In the book, the author draws parallels between the worlds of epidemiology and economics to show how ideas spread and mutate throughout society, changing it in the process, in much the same way as viruses do.

…economic fluctuations are substantially driven by contagion of oversimplified and easily transmitted variants of economic narratives. These ideas colour people’s loose thinking and actions. As with disease epidemics, not everyone becomes infected. In the case of narrative epidemics, the people who miss the epidemic may tell you there was no such important popular narrative. But in a historic epidemic, for most people, the narrative will be fundamental to their reasons for doing, or not doing, things that affect the economy. ~ Narrative Economics
(Of course, all citizens of planet Earth are only too familiar with the devastating force of contagion - both the literal viral kind and the more insidious informational kind, with right now. Shiller’s timing in releasing his book just before Covid-19 swept across the globe amidst a wake of mis- and disinformation of plague like proportions in its own right, can only be considered prescient. He could not have arranged a better object lesson to drive home his points.)

Shiller goes on to explain how understanding narrative trends and trajectories - by using similar tools epidemiologists use to model the trajectory of diseases - can help us both predict (to a certain extent) and direct socio-economic behaviour and market booms and busts.

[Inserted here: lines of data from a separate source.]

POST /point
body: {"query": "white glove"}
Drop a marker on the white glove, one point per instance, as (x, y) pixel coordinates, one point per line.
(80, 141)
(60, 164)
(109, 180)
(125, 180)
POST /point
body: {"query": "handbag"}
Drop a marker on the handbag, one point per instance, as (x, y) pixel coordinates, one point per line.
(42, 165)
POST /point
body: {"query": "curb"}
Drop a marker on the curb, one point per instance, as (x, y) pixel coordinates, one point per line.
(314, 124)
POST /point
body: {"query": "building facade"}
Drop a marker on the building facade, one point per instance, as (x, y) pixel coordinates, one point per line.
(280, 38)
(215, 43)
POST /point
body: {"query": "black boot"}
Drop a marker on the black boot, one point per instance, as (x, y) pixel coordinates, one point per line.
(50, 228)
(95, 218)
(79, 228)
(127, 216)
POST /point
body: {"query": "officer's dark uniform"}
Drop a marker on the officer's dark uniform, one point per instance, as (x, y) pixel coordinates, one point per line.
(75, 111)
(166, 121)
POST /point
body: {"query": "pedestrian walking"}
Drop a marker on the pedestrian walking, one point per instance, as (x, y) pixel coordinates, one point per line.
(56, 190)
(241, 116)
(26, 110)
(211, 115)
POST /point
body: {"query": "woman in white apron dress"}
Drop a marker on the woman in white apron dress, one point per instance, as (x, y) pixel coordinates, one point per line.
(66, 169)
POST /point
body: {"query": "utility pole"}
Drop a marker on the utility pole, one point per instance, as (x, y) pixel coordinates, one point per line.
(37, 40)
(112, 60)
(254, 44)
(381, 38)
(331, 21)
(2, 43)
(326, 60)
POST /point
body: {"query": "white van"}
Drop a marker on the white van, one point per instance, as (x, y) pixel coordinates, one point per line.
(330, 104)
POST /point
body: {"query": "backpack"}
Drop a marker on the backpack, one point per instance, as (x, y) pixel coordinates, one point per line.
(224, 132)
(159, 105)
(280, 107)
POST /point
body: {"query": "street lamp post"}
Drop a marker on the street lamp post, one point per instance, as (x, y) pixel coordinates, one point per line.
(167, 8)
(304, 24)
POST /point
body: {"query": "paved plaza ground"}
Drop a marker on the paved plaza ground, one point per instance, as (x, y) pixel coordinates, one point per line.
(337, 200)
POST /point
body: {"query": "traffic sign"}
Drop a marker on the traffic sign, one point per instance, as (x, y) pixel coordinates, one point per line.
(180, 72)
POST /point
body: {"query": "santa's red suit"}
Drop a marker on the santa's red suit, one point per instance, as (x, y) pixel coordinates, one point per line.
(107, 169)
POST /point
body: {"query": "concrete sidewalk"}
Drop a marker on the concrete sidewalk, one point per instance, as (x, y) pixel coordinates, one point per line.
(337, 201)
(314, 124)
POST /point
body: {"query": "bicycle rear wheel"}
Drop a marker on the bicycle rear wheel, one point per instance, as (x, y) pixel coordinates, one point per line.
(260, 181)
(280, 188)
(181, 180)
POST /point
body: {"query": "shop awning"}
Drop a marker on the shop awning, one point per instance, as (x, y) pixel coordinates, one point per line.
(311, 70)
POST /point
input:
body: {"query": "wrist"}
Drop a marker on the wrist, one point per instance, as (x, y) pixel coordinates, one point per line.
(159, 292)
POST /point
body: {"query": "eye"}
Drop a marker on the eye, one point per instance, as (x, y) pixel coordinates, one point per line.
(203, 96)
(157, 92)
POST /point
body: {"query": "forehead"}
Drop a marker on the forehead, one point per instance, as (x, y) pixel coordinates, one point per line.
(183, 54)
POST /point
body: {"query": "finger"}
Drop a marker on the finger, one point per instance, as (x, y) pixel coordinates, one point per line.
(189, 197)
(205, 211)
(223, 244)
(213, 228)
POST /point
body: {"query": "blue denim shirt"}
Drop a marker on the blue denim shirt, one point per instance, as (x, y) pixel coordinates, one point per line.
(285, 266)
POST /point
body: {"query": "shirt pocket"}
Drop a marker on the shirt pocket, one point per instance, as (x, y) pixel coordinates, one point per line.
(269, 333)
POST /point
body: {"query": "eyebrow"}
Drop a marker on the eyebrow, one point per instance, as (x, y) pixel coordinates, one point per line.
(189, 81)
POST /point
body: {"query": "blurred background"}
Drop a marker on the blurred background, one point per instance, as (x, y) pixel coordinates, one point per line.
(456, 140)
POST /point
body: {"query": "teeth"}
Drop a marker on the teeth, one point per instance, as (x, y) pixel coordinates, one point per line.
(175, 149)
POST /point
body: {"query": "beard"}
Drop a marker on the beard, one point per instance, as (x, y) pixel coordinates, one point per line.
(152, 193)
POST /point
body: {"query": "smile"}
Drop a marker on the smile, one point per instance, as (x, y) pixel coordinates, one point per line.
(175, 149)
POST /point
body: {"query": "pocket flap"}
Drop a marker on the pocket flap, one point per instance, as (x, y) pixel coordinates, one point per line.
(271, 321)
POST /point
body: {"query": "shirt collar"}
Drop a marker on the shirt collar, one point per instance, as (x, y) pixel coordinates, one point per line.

As Kenneth Boulding said, “Economics creates the world it is investigating.” He could just as well have been talking about how futurists shape the worlds they conjecture about, or how marketers and entrepreneurs make the world around them as they promote new ideas that change the way we live and work.

Whatever we are selling, policy or product, it all starts with an idea. Like a virus, at the right time and at the right place, given an accommodating host, a small idea can change the world. Indeed, as Shiller demonstrates, the simplest ideas tend to be the most powerful, precisely because they are so easy to share.

The stories we tell each other (and communicate to our customers) can become self-fulfilling prophecies or take on a life of their own. The question is, are we telling each other the right stories?